A Theory of Jus in Bello Proportionality
Forthcoming in WEIGHING LIVES: COMBATANTS & CIVILIANS IN WAR (Jens David Ohlin, Larry May, Claire Finkelstein eds., 2015)
34 Pages Posted: 13 May 2015 Last revised: 29 May 2016
Date Written: May 4, 2015
The law of armed conflict prohibits attacks ‘which may be expected to cause incidental loss of civilian life, injury to civilians, damage to civilian objects, or a combination thereof, which would be excessive in relation to the concrete and direct military advantage anticipated.' The importance of this legal prohibition, commonly referred to as the principle of jus in bello proportionality, is difficult to overstate. While the precautionary principles regulate how armed forces may pursue particular military advantages, the proportionality principle regulates whether a particular military advantage may be pursued or must be abandoned. Even if attacking forces select weapons, tactics, and targets that best avoid or most reduce harm to civilians, even at their own risk, they must forego one path to victory if the expected civilian losses are too great. Rather than inflict excessive harm on civilians, attacking forces must find another way to win.

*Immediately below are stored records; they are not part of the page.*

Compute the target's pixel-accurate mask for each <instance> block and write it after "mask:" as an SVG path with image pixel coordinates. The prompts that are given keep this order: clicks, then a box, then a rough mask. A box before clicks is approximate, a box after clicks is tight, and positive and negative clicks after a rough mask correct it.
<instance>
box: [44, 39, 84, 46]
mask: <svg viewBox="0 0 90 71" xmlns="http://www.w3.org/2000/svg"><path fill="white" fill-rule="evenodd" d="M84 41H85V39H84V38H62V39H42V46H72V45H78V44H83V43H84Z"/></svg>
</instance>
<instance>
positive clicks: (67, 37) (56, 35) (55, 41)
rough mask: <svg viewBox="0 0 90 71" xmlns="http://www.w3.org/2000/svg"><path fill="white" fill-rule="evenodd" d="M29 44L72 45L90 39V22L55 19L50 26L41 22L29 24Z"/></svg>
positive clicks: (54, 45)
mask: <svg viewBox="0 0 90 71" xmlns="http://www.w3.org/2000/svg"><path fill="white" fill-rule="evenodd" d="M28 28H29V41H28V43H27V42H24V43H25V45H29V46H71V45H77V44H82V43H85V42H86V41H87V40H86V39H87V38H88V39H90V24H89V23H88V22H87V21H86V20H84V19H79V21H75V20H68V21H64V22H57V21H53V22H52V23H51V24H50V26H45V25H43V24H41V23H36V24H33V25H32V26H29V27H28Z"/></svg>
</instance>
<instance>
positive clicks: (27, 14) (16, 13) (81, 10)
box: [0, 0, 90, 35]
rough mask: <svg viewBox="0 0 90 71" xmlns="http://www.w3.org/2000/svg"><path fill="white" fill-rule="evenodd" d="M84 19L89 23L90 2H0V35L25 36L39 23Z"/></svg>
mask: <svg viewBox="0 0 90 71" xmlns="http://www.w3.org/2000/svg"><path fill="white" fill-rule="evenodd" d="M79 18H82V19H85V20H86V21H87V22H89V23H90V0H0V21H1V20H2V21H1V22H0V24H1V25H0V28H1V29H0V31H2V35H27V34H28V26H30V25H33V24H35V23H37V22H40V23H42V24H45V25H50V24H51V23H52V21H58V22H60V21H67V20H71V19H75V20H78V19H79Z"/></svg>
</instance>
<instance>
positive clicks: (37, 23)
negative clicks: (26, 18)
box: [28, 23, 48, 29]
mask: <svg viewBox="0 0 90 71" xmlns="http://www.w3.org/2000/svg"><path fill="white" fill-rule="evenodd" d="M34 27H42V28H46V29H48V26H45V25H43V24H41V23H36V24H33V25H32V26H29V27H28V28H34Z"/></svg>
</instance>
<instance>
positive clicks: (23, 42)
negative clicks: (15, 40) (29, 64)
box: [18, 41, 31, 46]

An account of jus in bello proportionality must satisfy two apparently conflicting demands. First, such an account must explain how we can rationally compare civilian losses with military advantages. At the same time, such an account must apply symmetrically to all parties to every conflict and independently of the jus ad bellum legality or morality of any party’s overall war effort. Existing accounts of jus in bello proportionality satisfy either one demand or the other. In this chapter, I offer a new account that satisfies both demands. Along the way I hope to answer a number of additional questions that any serious account of jus in bello proportionality must address.
I argue that an attack that inflicts harm on civilians is jus in bello proportionate only if it prevents substantially greater harm to the attacking force or its civilians over the remainder of the conflict. This account of jus in bello proportionality does not compare incommensurable and imprecisely comparable values, only immediate losses to civilians and future losses to civilians and to attacking forces. In addition, this account applies symmetrically to all parties to an armed conflict, independently of the jus ad bellum morality and legality of their use of military force. Attacks that are disproportionate under this account are morally impermissible when carried out by just combatants, and disproportionate attacks carried out by unjust combatants are morally worse than proportionate attacks carried out by unjust combatants. It follows that both just and unjust combatants have decisive moral reasons to avoid attacks that are disproportionate under this account, and the law would guide soldiers well by prohibiting such attacks.
My account of jus in bello proportionality is in one way more determinate than existing accounts — for example, it does not compare incommensurable values but instead compares immediate losses to civilians and future losses to civilians and to attacking forces. At the same time, my account must still grapple with the predictive uncertainty inherent in determining whether immediate losses inflicted will be redeemed by future losses avoided. Accordingly, I explore a number of decision procedures and rules of engagement that officers may use to make the best possible decision given the limited information available to them.